Members of the ETS family such as FLI1, ETV4 and ETV5 that are overexpressed by recurrent gene fusions as well as other proteins such as Heat shock protein 27 (Hsp27), Heat shock protein 90 (Hsp90), poly (ADP-ribose) polymerase, aurora kinase A present potential targets for treatment of CRPC [178]. Though small molecule inhibitors that directly inhibit the enzymatic activity or that target ligandbinding proteins, an in-depth understanding of the mechanism of protein turnover may provide the foundation for the development of alternative therapies that target such oncogenic proteins in CRPC. This is critical in particular for transcription factors that lack an enzymatic activity or ligand-binding domain.

Pharmacological targeting of oncoprotein turnover

The critical role and dysregulation of protein turnover in cancer makes E3 ubiquitin ligases, deubiquitinases and the UPS interesting targets for cancer therapy. Currently, several drugs targeting the UPS have been approved by the FDA for treatment of multiple myeloma such as thalidomide (Immunoprin) [179], an inhibitor for the E3 ligase complex factor cereblon (CRBN) and bortezomib (Velcade) [180], a proteasome inhibitor, which highlights the potential for drugs targeting the UPS. Multiple small molecule inhibitors targeting UPS have shown therapeutic potentials in preclinical cancer models, e.g. nutlins, a group of cis-imidazoline analogs, are MDM2 antagonists and activate the p53 pathway by blocking MDM2-induced p53 degradation [181]. The MDM2 antagonist Nutlin-3 was also shown to reduce AR expression and inhibit cell proliferation in LNCaP cells [182]. This is likely caused by Nutlin-3 mediated p53 activation and subsequent p53-mediated repression of AR expression [183], which counteracts the stabilization of AR protein by inhibiting MDM2. P5091 [74] , a USP7 inhibitor and IU1 [77], a USP14 inhibitor have demonstrated antitumorigenic effects in prostate cancer by reducing AR protein levels. WP1130 (Degrasyn) is a pan-selective deubiquitinase inhibitor for USP5, USP9X, USP14, UCHL1, and UCH37. Our previous work demonstrated that WP1130 mediates ERG degradation and inhibited growth of ERG-positive tumors by inhibiting USP9X in prostate cancer [89]. Guttiferone K (GUTK), a bioactive polycyclic polyprenylated acylphloroglucinol, was shown to stabilize FBXW7 to promote MYC protein degradation in prostate cancer cells [137].
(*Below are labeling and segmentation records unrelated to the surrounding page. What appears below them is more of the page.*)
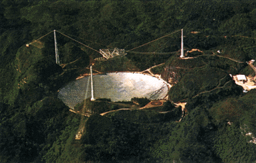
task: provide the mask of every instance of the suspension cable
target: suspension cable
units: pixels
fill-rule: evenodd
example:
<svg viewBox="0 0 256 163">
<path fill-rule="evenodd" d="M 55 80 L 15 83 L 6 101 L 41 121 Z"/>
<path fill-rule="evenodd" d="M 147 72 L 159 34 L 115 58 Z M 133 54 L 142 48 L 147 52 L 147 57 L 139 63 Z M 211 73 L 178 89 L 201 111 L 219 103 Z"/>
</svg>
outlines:
<svg viewBox="0 0 256 163">
<path fill-rule="evenodd" d="M 166 36 L 169 36 L 169 35 L 171 35 L 171 34 L 174 34 L 174 33 L 178 32 L 179 32 L 180 30 L 181 30 L 181 29 L 180 29 L 180 30 L 176 30 L 176 31 L 175 31 L 175 32 L 172 32 L 172 33 L 170 33 L 170 34 L 167 34 L 167 35 L 165 35 L 165 36 L 162 36 L 162 37 L 160 37 L 160 38 L 157 38 L 157 39 L 156 39 L 156 40 L 152 40 L 152 41 L 150 41 L 150 42 L 148 42 L 148 43 L 146 43 L 146 44 L 142 44 L 142 45 L 140 45 L 140 46 L 138 46 L 138 47 L 132 48 L 131 50 L 129 50 L 126 51 L 126 52 L 130 52 L 130 51 L 134 50 L 134 49 L 140 48 L 140 47 L 142 47 L 142 46 L 144 46 L 144 45 L 150 44 L 150 43 L 152 43 L 152 42 L 155 42 L 155 41 L 158 40 L 160 40 L 160 39 L 161 39 L 161 38 L 164 38 L 164 37 L 166 37 Z"/>
<path fill-rule="evenodd" d="M 74 41 L 75 41 L 75 42 L 78 42 L 78 43 L 79 43 L 79 44 L 82 44 L 82 45 L 83 45 L 83 46 L 86 46 L 86 47 L 87 47 L 87 48 L 90 48 L 91 50 L 94 50 L 95 52 L 98 52 L 98 53 L 100 54 L 100 52 L 99 51 L 98 51 L 97 50 L 95 50 L 95 49 L 94 49 L 94 48 L 91 48 L 91 47 L 90 47 L 90 46 L 88 46 L 87 45 L 85 45 L 85 44 L 82 44 L 82 42 L 79 42 L 79 41 L 78 41 L 78 40 L 74 40 L 74 38 L 72 38 L 71 37 L 70 37 L 70 36 L 67 36 L 67 35 L 66 35 L 66 34 L 63 34 L 63 33 L 61 33 L 61 32 L 59 32 L 59 31 L 58 31 L 58 30 L 56 30 L 56 31 L 58 32 L 59 32 L 60 34 L 63 34 L 63 36 L 66 36 L 66 37 L 70 38 L 71 40 L 74 40 Z"/>
<path fill-rule="evenodd" d="M 51 31 L 50 32 L 47 33 L 47 34 L 45 34 L 45 35 L 44 35 L 44 36 L 41 36 L 41 38 L 38 38 L 37 40 L 34 40 L 33 42 L 29 43 L 29 44 L 31 44 L 34 43 L 35 42 L 38 41 L 39 40 L 40 40 L 40 39 L 41 39 L 42 38 L 43 38 L 43 37 L 47 36 L 48 34 L 49 34 L 50 33 L 51 33 L 51 32 L 53 32 L 53 31 Z"/>
</svg>

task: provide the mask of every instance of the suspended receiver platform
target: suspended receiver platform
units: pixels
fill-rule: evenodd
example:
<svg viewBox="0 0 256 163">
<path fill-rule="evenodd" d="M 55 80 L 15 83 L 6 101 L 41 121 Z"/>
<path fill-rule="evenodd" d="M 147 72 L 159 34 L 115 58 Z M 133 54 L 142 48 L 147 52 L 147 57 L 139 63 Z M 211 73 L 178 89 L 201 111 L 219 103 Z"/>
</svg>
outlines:
<svg viewBox="0 0 256 163">
<path fill-rule="evenodd" d="M 100 53 L 103 56 L 104 58 L 108 60 L 118 56 L 125 56 L 127 53 L 124 52 L 124 49 L 100 49 Z"/>
</svg>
The development of specific agents for E3 ligases and deubiquitinases is still challenging. The combination of structural biology, high throughput screening, and biochemical analyses will advance the understanding of detailed molecular mechanism of the interaction of E3 ligases, deubiquitinases with their substrates and the development of novel small molecule inhibitors.

Figure 2.

Model of the regulation of AR turnover by UPS in prostate cancer.

Figure 3.

Model of regulation of ERG turnover by UPS in prostate cancer.

Figure 4.

Model of regulation of MYC turnover by UPS in prostate cancer.

Highlights:

1. There are few effective targeted therapies for castration-resistant prostate cancer.

2. Targeting protein turnover of oncogenic proteins may provide a new avenue for therapeutic development.

3. There are actionable ubiquitin ligases and deubiquitinases that control the turnover of oncoproteins in CRPC.